Phase 0 foundation: canonical schema, ingest pipeline, CRM MCP server

Workstream A–C substrate for the Ten31 agentic system: - A1: docs/crm-overview.md; CLAUDE.md conventions + guardrail #9 - A2: additive/reversible core migration (canonical_entities, entity_links, interaction_log, relationship_edges, soft-delete) + ledgered runner - B1/B3: chunking + deterministic entity resolution (backend/ingest) - B2: dense (bge-m3) + BM25 sparse ingest to Qdrant crm_chunks - C: CRM MCP server (reads, retrieval modes, logged writes) — no outbound tools - docs: redaction/re-hydration, Gmail enablement runbook - synthetic test data; .env.example; housekeeping (.gitignore, untrack crm.db, drop legacy files + start9/0.3.5) Verified end-to-end on synthetic data + live Sparks (hybrid > dense on entity queries). Real backfill runs on Ten31 infra; index holds synthetic data only. Branch snapshot also captures pre-existing working-tree changes. Co-Authored-By: Claude Opus 4.8 <noreply@anthropic.com>
2026-06-05 08:11:28 -05:00
parent 7027efd777
commit c7ce44d963
99 changed files with 10676 additions and 7817 deletions
@@ -0,0 +1,234 @@
+"""
+Attachment download + on-disk storage.
+
+Two usage patterns:
+
+  1. During message parsing we call `register_stubs(conn, email_id, parsed)`
+     which writes pending rows to email_attachments.
+
+  2. A separate worker (kicked off by sync after each account completes)
+     calls `drain_pending()` which fetches attachment bytes from Gmail and
+     writes them to disk under CONFIG.attachments_dir.
+
+Files are named: <CRM_DATA_DIR>/email_attachments/<email_id[:2]>/<email_id>/<attachment_id>-<sanitized_filename>
+
+Sanitization prevents path traversal and keeps cross-platform-safe names.
+"""
+
+import base64
+import hashlib
+import os
+import re
+import sqlite3
+from typing import Iterable, Optional
+
+from . import config as _cfg
+from . import db as _db
+from . import errors as _errors
+from . import gmail_client as _gmail
+
+
+_MAX_FILENAME_LEN = 200
+_BAD_FILENAME_CHARS = re.compile(r'[/\\\x00-\x1f\x7f:*?"<>|]+')
+
+
+def _sanitize_filename(name: str) -> str:
+    if not name:
+        return "unnamed.bin"
+    # strip path components first
+    name = os.path.basename(name.replace("\\", "/"))
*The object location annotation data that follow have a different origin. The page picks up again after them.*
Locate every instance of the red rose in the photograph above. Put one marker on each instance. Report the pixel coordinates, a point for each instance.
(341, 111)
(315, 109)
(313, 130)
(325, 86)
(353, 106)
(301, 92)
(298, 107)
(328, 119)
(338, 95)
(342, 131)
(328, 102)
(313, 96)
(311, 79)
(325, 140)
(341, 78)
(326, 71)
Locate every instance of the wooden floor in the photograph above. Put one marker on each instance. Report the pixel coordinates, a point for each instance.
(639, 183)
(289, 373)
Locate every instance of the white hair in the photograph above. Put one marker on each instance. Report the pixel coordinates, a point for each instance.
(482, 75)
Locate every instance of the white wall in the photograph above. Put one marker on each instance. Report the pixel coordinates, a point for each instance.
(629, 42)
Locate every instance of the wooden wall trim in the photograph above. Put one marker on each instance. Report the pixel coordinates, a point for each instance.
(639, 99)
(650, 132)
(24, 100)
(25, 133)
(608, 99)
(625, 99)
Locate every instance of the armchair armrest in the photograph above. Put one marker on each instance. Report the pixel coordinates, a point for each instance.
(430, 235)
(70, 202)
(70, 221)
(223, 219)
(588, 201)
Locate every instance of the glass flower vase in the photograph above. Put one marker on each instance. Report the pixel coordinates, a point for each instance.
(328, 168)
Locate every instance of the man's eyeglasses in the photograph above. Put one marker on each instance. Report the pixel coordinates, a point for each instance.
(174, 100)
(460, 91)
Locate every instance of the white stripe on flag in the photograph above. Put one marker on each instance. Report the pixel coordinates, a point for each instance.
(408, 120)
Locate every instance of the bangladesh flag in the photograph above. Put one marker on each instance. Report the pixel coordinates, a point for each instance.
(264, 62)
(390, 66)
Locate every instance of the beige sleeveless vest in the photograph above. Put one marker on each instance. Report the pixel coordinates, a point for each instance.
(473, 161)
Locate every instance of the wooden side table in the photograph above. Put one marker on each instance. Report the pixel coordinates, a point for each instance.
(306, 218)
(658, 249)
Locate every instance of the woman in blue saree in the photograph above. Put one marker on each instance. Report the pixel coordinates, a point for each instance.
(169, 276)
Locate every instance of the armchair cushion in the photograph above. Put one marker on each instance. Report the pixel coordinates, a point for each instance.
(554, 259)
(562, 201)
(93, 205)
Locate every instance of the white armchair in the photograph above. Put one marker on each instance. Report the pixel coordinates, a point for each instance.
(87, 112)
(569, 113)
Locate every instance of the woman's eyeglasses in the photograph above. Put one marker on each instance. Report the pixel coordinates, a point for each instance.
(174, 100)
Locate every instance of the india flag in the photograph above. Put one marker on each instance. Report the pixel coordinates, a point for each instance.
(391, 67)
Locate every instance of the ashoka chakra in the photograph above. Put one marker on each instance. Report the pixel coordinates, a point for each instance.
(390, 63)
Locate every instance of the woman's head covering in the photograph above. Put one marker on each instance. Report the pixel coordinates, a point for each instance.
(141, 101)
+    name = _BAD_FILENAME_CHARS.sub("_", name).strip(" .")
+    if not name:
+        name = "unnamed.bin"
+    if len(name) > _MAX_FILENAME_LEN:
+        stem, dot, ext = name.rpartition(".")
+        if dot:
+            name = stem[: _MAX_FILENAME_LEN - len(ext) - 1] + "." + ext
+        else:
+            name = name[:_MAX_FILENAME_LEN]
+    return name
+
+
+def _storage_path_for(email_id: str, attachment_id: str, sanitized_filename: str) -> str:
+    root = _cfg.CONFIG.attachments_dir
+    bucket = email_id[:2] or "_0"
+    dir_ = os.path.join(root, bucket, email_id)
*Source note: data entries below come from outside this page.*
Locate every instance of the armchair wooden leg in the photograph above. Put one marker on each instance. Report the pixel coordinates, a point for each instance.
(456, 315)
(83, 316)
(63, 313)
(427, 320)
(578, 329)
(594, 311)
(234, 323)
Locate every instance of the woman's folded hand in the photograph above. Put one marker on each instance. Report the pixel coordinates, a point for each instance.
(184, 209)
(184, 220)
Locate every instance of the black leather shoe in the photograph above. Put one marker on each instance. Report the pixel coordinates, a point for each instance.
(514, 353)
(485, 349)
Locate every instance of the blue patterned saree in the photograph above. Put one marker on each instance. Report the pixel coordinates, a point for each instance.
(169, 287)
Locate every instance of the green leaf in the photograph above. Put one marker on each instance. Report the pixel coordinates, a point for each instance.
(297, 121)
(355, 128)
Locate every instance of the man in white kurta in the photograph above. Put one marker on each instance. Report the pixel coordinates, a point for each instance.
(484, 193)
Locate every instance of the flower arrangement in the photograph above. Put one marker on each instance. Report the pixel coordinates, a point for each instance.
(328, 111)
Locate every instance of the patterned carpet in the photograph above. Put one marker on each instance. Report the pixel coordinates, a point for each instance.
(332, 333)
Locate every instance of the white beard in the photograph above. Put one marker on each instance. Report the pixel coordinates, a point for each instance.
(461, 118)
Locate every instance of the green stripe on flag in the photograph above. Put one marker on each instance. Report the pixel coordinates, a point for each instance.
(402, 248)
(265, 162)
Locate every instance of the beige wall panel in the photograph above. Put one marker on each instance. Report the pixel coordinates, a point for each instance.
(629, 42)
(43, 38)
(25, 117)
+    os.makedirs(dir_, exist_ok=True)
+    return os.path.join(dir_, f"{attachment_id}-{sanitized_filename}")
+
+
+# ---------------------------------------------------------------------------- phase 1: register stubs
+
+def register_stubs(conn: sqlite3.Connection, *, email_id: str,
+                   parsed_attachments: Iterable[dict]) -> list[str]:
+    """Write pending attachment rows from parsed message data.
+
+    Also handles tiny inline attachments whose bytes arrived with the message
+    body (body.data present, no separate attachmentId) by writing them
+    directly and marking as downloaded.
+
+    Returns list of attachment ids created.
+    """
+    max_bytes = _cfg.CONFIG.max_attachment_mb * 1024 * 1024
+    ids = []
+
+    for att in parsed_attachments:
+        filename = att.get("filename") or "unnamed.bin"
+        sanitized = _sanitize_filename(filename)
+        gmail_att_id = att.get("gmail_attachment_id") or ""
+        mime = att.get("mime_type")
+        size = att.get("size")
+
+        # Determine storage path (we write the path whether or not the download
+        # succeeded; missing files surface via download_status).
+        att_row_id = _db.insert_attachment_stub(
+            conn,
+            email_id=email_id,
+            gmail_attachment_id=gmail_att_id,
+            filename=filename,
+            sanitized_filename=sanitized,
+            mime_type=mime,
+            size_bytes=size,
+            storage_path=_storage_path_for(email_id, gmail_att_id or att_row_id_fallback(), sanitized),
+        )
+        ids.append(att_row_id)
+
+        # Oversize guard.
+        if isinstance(size, int) and size > max_bytes:
+            conn.execute(
+                "UPDATE email_attachments SET download_status = 'skipped', "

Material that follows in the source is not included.